It was the parting ratio shot heard around the world, aimed at the breast pocket of designers everywhere, when his Honour Judge Birss QC offered perhaps the most stinging barb of all: Your tablet computer is just not as cool …

Covering well traversed ground for IP Whiteboard, we re-join Apple and Samsung in their ongoing, world-wide stoush over the intellectual property rights in their tablet computer offerings.  In the blue corner, Apple’s market-leading iPad; in the red corner, Samsung’s Galaxy Tab (versions 7.7, 8.9 and 10.1).

To date, the parties had largely disputed utility patents that focused on functionality or manufacturing techniques, but this particular case between Samsung Electronics (UK) Limited and Apple Inc was about the visual design of the tablets themselves. 

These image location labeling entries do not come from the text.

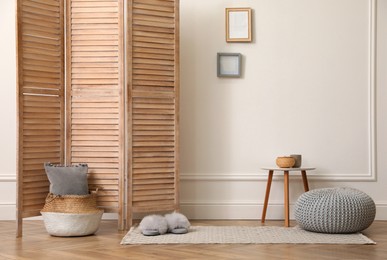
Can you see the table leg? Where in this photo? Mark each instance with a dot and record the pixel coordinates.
(268, 186)
(305, 181)
(286, 197)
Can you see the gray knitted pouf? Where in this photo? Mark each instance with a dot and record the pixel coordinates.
(335, 210)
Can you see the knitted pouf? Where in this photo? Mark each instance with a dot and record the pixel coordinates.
(335, 210)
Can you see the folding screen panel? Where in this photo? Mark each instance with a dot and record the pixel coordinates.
(123, 133)
(40, 87)
(153, 84)
(95, 98)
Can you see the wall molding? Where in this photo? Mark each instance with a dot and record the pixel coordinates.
(260, 176)
(227, 210)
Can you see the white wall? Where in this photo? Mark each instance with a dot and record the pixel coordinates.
(7, 110)
(305, 89)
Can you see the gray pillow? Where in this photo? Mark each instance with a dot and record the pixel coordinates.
(65, 180)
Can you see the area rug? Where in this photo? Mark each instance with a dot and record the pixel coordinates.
(244, 235)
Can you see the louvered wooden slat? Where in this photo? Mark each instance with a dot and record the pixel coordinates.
(40, 89)
(153, 63)
(95, 117)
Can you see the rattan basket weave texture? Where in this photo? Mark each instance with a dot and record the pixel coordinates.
(71, 203)
(71, 215)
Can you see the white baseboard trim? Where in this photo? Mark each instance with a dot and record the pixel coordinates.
(248, 210)
(261, 176)
(212, 210)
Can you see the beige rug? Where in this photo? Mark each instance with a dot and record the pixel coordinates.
(245, 235)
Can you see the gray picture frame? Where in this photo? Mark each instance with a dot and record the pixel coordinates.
(229, 65)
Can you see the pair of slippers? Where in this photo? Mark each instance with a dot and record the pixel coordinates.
(154, 225)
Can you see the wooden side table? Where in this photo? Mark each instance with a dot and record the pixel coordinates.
(286, 188)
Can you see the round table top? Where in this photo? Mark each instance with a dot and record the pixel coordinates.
(288, 169)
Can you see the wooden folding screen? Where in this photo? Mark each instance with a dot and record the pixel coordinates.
(124, 132)
(95, 96)
(153, 84)
(40, 71)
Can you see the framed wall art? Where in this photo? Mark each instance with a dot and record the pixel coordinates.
(238, 25)
(229, 65)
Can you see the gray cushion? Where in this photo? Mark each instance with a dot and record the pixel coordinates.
(66, 180)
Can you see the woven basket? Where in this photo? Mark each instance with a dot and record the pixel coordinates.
(71, 203)
(69, 224)
(285, 162)
(71, 215)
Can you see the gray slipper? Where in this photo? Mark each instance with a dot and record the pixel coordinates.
(177, 223)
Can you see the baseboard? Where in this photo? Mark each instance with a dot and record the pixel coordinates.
(212, 210)
(248, 210)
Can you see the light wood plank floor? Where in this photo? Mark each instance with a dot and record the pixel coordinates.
(37, 244)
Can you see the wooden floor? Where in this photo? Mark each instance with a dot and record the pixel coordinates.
(105, 244)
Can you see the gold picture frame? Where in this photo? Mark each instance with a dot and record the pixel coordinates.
(238, 25)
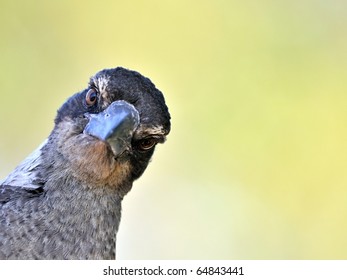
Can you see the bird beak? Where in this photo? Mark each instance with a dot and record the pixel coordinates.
(115, 125)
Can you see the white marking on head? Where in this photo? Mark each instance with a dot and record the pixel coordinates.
(23, 175)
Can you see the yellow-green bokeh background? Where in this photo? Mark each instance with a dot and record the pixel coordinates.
(255, 166)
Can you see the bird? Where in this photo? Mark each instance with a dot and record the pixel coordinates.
(64, 200)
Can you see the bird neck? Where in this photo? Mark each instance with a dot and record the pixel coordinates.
(86, 215)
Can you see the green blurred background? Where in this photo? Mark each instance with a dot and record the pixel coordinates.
(255, 165)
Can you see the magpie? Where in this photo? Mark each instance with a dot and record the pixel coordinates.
(64, 200)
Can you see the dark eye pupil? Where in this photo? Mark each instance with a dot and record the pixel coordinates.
(91, 97)
(146, 144)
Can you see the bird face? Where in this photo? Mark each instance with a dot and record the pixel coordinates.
(106, 134)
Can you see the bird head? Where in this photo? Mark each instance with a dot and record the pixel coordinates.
(106, 134)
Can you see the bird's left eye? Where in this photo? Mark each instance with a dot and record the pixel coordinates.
(91, 97)
(146, 144)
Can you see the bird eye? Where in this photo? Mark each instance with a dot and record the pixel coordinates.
(91, 97)
(146, 144)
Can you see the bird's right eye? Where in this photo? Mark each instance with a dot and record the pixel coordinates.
(91, 97)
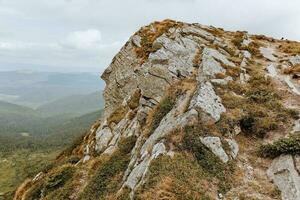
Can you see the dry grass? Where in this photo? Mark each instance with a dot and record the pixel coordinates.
(22, 189)
(290, 47)
(179, 178)
(149, 34)
(294, 71)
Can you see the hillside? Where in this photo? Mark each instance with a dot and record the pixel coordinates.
(24, 155)
(191, 112)
(34, 89)
(73, 105)
(9, 108)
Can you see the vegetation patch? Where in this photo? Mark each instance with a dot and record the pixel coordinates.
(209, 162)
(255, 106)
(149, 34)
(290, 47)
(289, 145)
(56, 179)
(108, 176)
(178, 178)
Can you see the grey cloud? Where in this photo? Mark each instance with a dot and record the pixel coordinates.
(52, 32)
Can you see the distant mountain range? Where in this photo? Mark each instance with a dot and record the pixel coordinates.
(74, 105)
(34, 101)
(34, 89)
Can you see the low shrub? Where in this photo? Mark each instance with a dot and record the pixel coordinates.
(209, 162)
(290, 145)
(108, 176)
(55, 180)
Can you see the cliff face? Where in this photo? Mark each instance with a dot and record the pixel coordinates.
(191, 112)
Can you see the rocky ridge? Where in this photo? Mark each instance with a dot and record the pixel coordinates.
(191, 112)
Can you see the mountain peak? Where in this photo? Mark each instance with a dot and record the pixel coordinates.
(191, 112)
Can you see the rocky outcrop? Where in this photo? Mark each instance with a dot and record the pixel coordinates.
(284, 172)
(200, 98)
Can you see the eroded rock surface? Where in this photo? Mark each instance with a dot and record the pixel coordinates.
(172, 79)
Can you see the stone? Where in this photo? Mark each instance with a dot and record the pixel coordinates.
(208, 101)
(103, 137)
(37, 177)
(283, 173)
(233, 146)
(296, 127)
(294, 59)
(215, 145)
(291, 85)
(272, 70)
(267, 52)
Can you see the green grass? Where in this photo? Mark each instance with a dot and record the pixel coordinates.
(55, 180)
(17, 166)
(209, 162)
(178, 178)
(108, 176)
(289, 145)
(258, 110)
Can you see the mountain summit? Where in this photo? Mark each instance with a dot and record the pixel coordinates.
(191, 112)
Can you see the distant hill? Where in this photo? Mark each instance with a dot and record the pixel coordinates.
(37, 88)
(74, 105)
(55, 132)
(10, 108)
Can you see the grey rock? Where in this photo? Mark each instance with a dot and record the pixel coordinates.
(283, 173)
(208, 101)
(215, 145)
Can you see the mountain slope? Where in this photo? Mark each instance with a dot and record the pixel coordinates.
(24, 155)
(9, 108)
(73, 105)
(36, 88)
(191, 112)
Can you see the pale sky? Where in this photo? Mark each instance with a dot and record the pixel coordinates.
(84, 35)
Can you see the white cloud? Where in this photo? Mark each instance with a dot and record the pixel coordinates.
(89, 39)
(86, 34)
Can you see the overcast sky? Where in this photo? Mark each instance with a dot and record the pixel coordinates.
(84, 35)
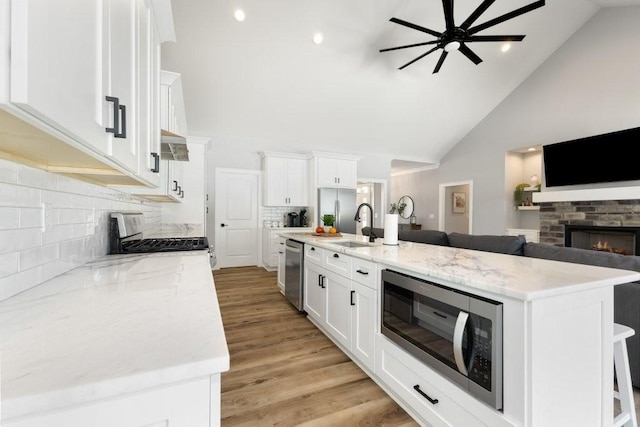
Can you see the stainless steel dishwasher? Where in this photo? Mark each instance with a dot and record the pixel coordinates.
(294, 273)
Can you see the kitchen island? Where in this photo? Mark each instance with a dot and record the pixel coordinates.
(125, 340)
(557, 345)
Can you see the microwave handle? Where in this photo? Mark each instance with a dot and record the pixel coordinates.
(458, 334)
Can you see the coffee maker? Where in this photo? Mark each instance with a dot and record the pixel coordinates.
(295, 219)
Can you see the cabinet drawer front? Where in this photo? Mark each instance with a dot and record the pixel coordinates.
(313, 254)
(365, 272)
(395, 374)
(275, 246)
(338, 263)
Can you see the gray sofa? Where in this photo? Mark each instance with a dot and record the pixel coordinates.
(626, 296)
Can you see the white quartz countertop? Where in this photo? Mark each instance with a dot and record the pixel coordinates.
(518, 277)
(121, 324)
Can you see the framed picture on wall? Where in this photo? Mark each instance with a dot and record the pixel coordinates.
(459, 202)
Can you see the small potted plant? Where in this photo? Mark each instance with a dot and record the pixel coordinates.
(328, 220)
(518, 194)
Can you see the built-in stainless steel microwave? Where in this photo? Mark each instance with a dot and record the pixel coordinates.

Apple submitted to the court that there were seven main groups of features where the Samsung offerings infringed Apple’s design, including "a rectangular, biaxially symmetrical slab with four evenly, slightly rounded corners", and "overall, a design of extreme simplicity…".

The challenge for the Court was threefold.  First, reconcile the iPad with the prior art base for tablets.  Second, consider to what extent the design elements were driven by function, or necessity, rather than creativity.  Finally, the Court would need to compare the iPad with the Galaxy devices to determine if Samsung’s offerings "… produced on the informed user a different overall impression".  

The Court made the point that the very portable, lightweight nature of these tablets undercuts much of the design process, and both products could be clearly seen as part of the "family … of its kindred prior art base".  But as it turns out, the Court concluded that the vast bulk of the iPad’s features are a by-product of design choices, rather than being dictated by function.

Further, the Court found that, for the most part, Samsung’s Galaxy Tabs were similar in each of the 7 areas – variously describing the features as "virtually identical", "trivial (difference)", and "… very, very similar".  What separated the products in the end was the thinness of the Galaxy Tabs, and the detailing on the back of the device – nuances that the Court considered would not be lost on the "informed user".

Samsung would have been very happy with this result, and all the parties would have marched off to prepare for their next engagement (or possibly the appeal to this one…), but the Court was not done. 

In a cruel, Pyrrhic-like closing, the Court stated that Samsung’s products "do not have the same understated and extreme simplicity which is possessed by the Apple design.  They are not as cool".  Thus: "The overall impression produced is different". 

You could not buy publicity like that.  Just goes to show – you can win the legal battle, but lose the marketing war.